Dr. Fischer explicitly defined a “hypertensive emergency” as “a severe and persistent elevation in the blood pressure with acute impairment of an organ system (end-organ dysfunction).” “[A]rm and leg weakness, paresthesia, gait disturbance, blurry vision, and difficulty with word finding” may suggest dysfunction, but do not demonstrate the presence of actual acute impairment of an end-organ system. The laboratory work, imaging studies, and electrocardiogram (EKG) results here furnished no indication of acute end-organ damage. Under no view of the evidence was it demonstrated that the plaintiff, while treated at the BWH emergency department on March 22, presented a “hypertensive emergency” as that medical term was defined by Dr. Fischer. Rather, it cannot be reasonably disputed that on March 22, the plaintiff presented a nonemergent hypertensive condition, for which Dr. Cranmer pre*684scribed, and the plaintiff received, oral antihypertensive medication, and gradually, over a two-hour period, the plaintiff’s blood pressure was lowered to the normal range. Dr. Cranmer then arranged for the plaintiff to be monitored in the OBS for a TIA and blood pressure control. Dr. Cranmer also requested MRI/A scans to evaluate the plaintiff for a stroke.

The plaintiff refused to undergo the MRI/A scans, and thus we can only speculate what the MRI/A scans would have revealed. Moreover, the next day’s MRI/A scan results shed no light on what they might have revealed the day before.

In short, up to the time of the plaintiff’s discharge on March 22, there were no “indicators” that should have impelled Dr. Cranmer to act other than she did,3 LaFond v. Casey, 43 Mass. App. Ct. 233, 234 (1997); rather, Dr. Fischer’s opinion (and by extension the plaintiff’s malpractice claim) rests on an ill-based factual assumption, namely, the presence of a hypertensive emergency, which, in the end, is not supported by anything in the record. Given this material shortcoming in the proof, combined with the undeniable fact that the plaintiff was unwilling to have the MRI/A scans on March 22, the plaintiff’s proof is legally insufficient to permit an inference in her favor. An inference must be based on “probabilities” not possibilities. Alholm v. Wareham, 371 Mass. 621, 627 (1976). Nor do we look back on this most unfortunate incident “with the wisdom born of the event.” Greene v. Sibley, Lindsay & Curr Co., 257 N.Y. 190, 192 (1931) (Cardozo, C.J.).
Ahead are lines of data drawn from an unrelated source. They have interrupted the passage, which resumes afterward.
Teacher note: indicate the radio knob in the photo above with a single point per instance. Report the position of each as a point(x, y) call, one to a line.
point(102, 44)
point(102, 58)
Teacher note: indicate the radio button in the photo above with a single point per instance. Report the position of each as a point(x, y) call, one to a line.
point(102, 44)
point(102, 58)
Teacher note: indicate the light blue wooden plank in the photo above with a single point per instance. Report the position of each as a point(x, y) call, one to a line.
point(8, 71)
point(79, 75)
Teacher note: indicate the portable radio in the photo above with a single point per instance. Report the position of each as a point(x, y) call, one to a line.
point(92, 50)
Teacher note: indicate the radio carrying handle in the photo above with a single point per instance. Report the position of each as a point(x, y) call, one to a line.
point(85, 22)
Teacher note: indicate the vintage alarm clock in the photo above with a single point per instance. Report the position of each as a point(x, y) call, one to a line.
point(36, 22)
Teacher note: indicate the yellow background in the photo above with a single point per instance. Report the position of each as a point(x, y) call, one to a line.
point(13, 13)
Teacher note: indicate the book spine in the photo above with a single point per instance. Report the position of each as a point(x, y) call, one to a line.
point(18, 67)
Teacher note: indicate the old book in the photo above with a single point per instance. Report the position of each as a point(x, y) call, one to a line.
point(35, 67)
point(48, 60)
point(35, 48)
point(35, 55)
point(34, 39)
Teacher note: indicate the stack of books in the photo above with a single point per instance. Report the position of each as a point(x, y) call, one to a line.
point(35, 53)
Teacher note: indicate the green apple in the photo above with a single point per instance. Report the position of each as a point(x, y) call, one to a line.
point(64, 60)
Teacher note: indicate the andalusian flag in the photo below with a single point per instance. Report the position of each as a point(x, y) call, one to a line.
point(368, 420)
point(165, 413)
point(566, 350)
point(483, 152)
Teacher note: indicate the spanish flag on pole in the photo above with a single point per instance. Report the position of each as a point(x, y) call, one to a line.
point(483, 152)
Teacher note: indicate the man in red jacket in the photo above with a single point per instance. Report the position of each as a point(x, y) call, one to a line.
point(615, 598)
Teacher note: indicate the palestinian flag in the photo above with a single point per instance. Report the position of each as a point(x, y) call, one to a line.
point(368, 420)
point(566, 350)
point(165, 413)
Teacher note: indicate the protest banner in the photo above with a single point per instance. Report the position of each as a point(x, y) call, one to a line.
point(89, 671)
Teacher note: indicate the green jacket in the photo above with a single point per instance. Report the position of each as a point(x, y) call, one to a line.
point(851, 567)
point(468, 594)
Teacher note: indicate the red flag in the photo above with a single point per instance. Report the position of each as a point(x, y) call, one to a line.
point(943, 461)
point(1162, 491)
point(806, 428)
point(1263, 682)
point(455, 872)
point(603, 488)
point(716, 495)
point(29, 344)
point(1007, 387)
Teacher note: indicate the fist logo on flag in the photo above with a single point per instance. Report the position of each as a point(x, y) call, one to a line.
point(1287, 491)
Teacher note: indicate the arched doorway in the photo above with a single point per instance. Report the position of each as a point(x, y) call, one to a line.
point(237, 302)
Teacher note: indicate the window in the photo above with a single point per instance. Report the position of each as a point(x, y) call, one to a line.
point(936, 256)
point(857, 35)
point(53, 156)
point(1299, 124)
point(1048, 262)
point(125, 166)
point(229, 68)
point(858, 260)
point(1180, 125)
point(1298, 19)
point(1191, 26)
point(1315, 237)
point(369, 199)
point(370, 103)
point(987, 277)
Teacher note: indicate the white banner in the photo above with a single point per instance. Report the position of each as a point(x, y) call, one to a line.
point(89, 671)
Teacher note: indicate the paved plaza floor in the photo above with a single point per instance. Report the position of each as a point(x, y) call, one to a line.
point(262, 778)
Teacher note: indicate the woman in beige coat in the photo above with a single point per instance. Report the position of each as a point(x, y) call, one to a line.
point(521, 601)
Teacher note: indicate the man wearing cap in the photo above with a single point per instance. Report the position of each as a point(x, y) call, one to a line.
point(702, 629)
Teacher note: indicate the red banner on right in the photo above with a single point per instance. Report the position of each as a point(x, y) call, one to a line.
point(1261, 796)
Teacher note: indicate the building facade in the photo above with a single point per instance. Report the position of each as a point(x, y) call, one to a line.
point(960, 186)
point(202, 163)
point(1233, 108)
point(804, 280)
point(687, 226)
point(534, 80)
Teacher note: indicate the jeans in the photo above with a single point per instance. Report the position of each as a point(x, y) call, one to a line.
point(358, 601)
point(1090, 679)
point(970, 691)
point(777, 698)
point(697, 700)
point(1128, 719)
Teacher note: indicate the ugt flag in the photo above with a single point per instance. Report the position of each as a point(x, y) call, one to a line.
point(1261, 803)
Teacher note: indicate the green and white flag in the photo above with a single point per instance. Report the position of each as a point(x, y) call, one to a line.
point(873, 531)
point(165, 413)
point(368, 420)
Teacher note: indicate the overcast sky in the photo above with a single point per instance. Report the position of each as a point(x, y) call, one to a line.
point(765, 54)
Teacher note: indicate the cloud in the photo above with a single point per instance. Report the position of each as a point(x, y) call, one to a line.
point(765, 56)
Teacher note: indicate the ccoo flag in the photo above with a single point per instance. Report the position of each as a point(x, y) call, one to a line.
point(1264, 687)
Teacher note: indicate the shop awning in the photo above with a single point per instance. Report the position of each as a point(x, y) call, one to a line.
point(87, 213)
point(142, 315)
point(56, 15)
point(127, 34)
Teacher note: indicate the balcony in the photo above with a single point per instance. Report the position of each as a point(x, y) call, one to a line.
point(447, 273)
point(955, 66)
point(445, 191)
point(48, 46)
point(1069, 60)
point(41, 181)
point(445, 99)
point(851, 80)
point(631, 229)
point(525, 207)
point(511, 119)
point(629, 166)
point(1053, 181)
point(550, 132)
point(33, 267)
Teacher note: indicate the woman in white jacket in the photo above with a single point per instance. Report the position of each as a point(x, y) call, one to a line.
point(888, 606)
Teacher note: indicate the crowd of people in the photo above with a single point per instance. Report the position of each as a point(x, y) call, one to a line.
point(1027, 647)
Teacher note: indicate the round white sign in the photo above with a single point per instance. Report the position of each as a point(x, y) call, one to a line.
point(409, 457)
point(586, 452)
Based on the foregoing, I would affirm the judgment of the Superior Court.

Ante at 675.

“Because the standard of care is based on the care that the average qualified physician would provide in similar circumstances, the actions that a particular physician, no matter how skilled, would have taken are not determinative.” Palandjian v. Foster, 446 Mass. 100, 104-105 (2006). “It is permissible to consider the medical resources available to the physician as one circumstance in determining the skill and care required.” Brune v. Belinkoff, 354 Mass. 102, 109 (1968).

The plaintiff’s blood pressure reduced to normal, elevated slightly, and then stabilized at 174/105 — reading the same at 4:00 p.m. and 6:00 p.m., when she was discharged.